All this is a bit long winded and I am sorry if most of you know all this but sometimes it seems I take one step forward and two back.

I am nursing a frozen shoulder this morning – don’t ask me why – I am not aware of not pacing myself over the last few days, haven’t done anything to upset it. So there. Or perhaps I have overrested myself!

Parting thought from my Pain Management man – Rome wasn’t built in a day – No S””t !

He also said “having a flare up may be painful but does not usually mean there is any further damage”.

I am sure I will get there in the end – wherever that is! :-) Be happy!!!

Julie xxx

20 Replies

Thanks for your very good blogs on this subject Julie - I find what you are saying about pain fascinating and a good way of staying at the helm than just falling into a pit of despair about it all as I was starting to do a month ago. If only we could hand our pain over to the doctor or our partners, friends etc for an hour or two and they could tell us if they experienced it as pain, and whether it would be intolerable pain to them or hardly anything? But given that we can't I suppose my way of logging it from 1-10 within my own pain threshold (using labour pain, bad toothache, gallstone pain etc as markers too) is also a way of detaching myself from it a little - so trying to become scientific and use self as a guinea pig for research purposes. To my mind writing blogs or using the pain for some other purpose is the closest we can get to ignoring it, as your doc suggests we do, and easier than struggling to carry on "as usual" when it's only ever at 30% of 'normal' capacity for me anyway?

Last night I was listening to a rock band of one of my sons in a pub and was wriggling my hands about because the bass amp seemed to be triggering spasms of pain to run up and down them. The woman sitting beside me, a known alcoholic, but also someone with a son in the same band as mine, asked me why I kept moving my hands - was I in pain? So I briefly explained and she said that she too gets a really bad ache in her hands. She showed me her hands and her pinkies were all curled up, badly misshapen and arthritic. I asked her if she'd shown them to a doctor and she replied that she was too scared so just poured more booze down her to manage the pain.

It made me wonder if I've been exagerating my own hand pain in my head - being a hypochondriac about all this perhaps or am just hyper sensitive to pain I wonder? Because my hands certainly don't look anything like as extreme as hers? And with the possibility of all these drugs, many with horrible side effects, how would it be to just carry on trying to be brave and refuse the drugs if and when they are offered to me? Not planning to turn to booze you understand but I'm just wondering what it would be like if I decide to ignore it all and take nothing as this woman has obviously been doing for years? Mind she did say it was just her hands - she might feel differently if she couldn't walk down stairs?


there is a study saying moderate!! alcohol consumption can help with athritis pain.. be careful though your meds may say no alcohol!!!


I always find a whisky at night (single malt with a little water) is a great help.
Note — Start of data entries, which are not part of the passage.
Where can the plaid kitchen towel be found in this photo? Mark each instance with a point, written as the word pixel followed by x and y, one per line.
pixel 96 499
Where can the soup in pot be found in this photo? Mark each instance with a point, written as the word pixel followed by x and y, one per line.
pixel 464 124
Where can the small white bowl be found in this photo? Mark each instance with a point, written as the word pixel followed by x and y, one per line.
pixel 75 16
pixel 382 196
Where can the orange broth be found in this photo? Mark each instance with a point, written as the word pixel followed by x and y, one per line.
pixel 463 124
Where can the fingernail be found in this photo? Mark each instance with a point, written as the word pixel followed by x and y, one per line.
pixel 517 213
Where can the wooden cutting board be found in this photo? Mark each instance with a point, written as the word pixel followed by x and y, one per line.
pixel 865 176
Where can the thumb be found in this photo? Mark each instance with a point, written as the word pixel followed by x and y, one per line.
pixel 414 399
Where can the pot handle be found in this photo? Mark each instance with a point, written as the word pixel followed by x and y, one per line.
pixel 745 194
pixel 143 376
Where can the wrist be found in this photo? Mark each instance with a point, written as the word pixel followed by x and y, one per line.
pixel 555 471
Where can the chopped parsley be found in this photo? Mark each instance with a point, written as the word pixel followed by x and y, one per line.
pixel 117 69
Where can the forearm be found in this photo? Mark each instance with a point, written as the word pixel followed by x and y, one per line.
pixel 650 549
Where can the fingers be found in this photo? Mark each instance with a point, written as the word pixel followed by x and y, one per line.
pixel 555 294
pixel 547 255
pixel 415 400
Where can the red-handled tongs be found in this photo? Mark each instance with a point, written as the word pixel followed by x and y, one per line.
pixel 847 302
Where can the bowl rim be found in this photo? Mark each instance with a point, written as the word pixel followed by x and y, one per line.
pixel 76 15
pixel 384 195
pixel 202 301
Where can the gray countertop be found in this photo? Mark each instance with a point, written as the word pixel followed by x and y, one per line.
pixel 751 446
If I am in pain, I take pain killers - don't know any other way of dealing with it! If there is another way I would like to know. I have always had a very high pain thresh hold but RA really does take the biscuit when it flares up. I'd love to know Julie what a normal life is. Can you ask your consultant to define it please? I would love to be "normal" again. LavendarLady


Thanks but not planning to turn to immoderate quantities of booze myself (despite feeling sorely tempted sometimes!) - it's just that everything seems up for question at the moment including whether pain is real or all to do with the way we are feeling, whether it is chronic or acute and how we manage it. I read and am told that if left untreated RA will disable and destroy joints. And during my first and only proper flare to date when the swelling and stiffness were everywhere I knew this was not something I was equipped to deal with - whereas pain without swelling and stiffness (post steroid) seem somehow more manageable through the methods Julie describes - and preferable to the over the counter pain killers I have been offered to date which make little difference anyway.
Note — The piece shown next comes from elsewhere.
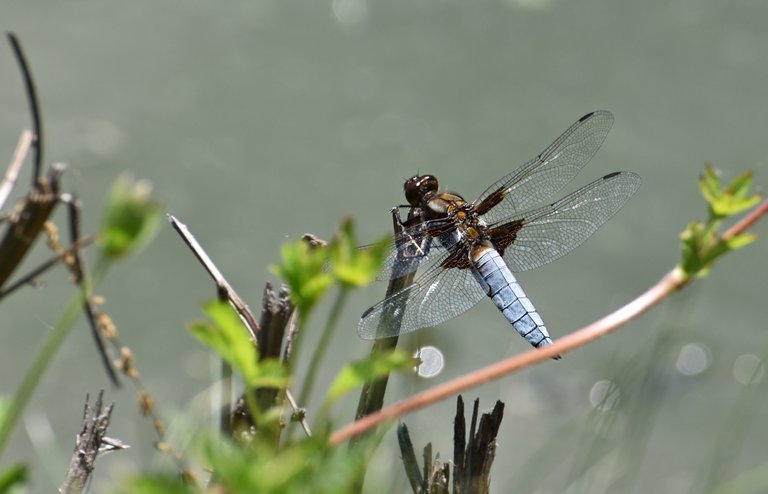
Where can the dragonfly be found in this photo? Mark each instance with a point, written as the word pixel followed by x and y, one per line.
pixel 456 252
But I'm just really interested in how people manage pain - especially when I am starting to grasp that the pain itself is not the thing doing the damage with RA. And does it matter whether pain is real or imagined anyway? If it feels real to us then it is real - as is depression and many other things that are in the head. My hubby is a care worker in an old folks home and says that a woman with no legs was complaining to him last night that her feet both felt incredibly sore and she wanted pain relief - and yet she knew logically that this couldn't be the case because they were amputated years ago? But her pain was still very real to her.
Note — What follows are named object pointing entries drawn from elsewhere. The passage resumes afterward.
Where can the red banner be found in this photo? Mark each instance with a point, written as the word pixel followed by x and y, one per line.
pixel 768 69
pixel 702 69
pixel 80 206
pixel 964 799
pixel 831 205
This is all so very interesting. I have been on pain killers all day because I have a frozen shoulder. I think it has been triggered by sitting awkwardly whilst I was doing the accounts (kept leaning on that arm to check through the bank statements) and because I have had rotar cuff impingement in this arm previously, how I have used it has reminded the pain pattern what happened before? Not such a daft idea methinks. When taken in the light of what Tilda says about the lady with no legs. Her legs cannot be hurting, she doesn't have any, it must be her brain sending messages via the spinal cord, perhaps because it was "reminded" about her legs by some thought, or other? Does that make sense?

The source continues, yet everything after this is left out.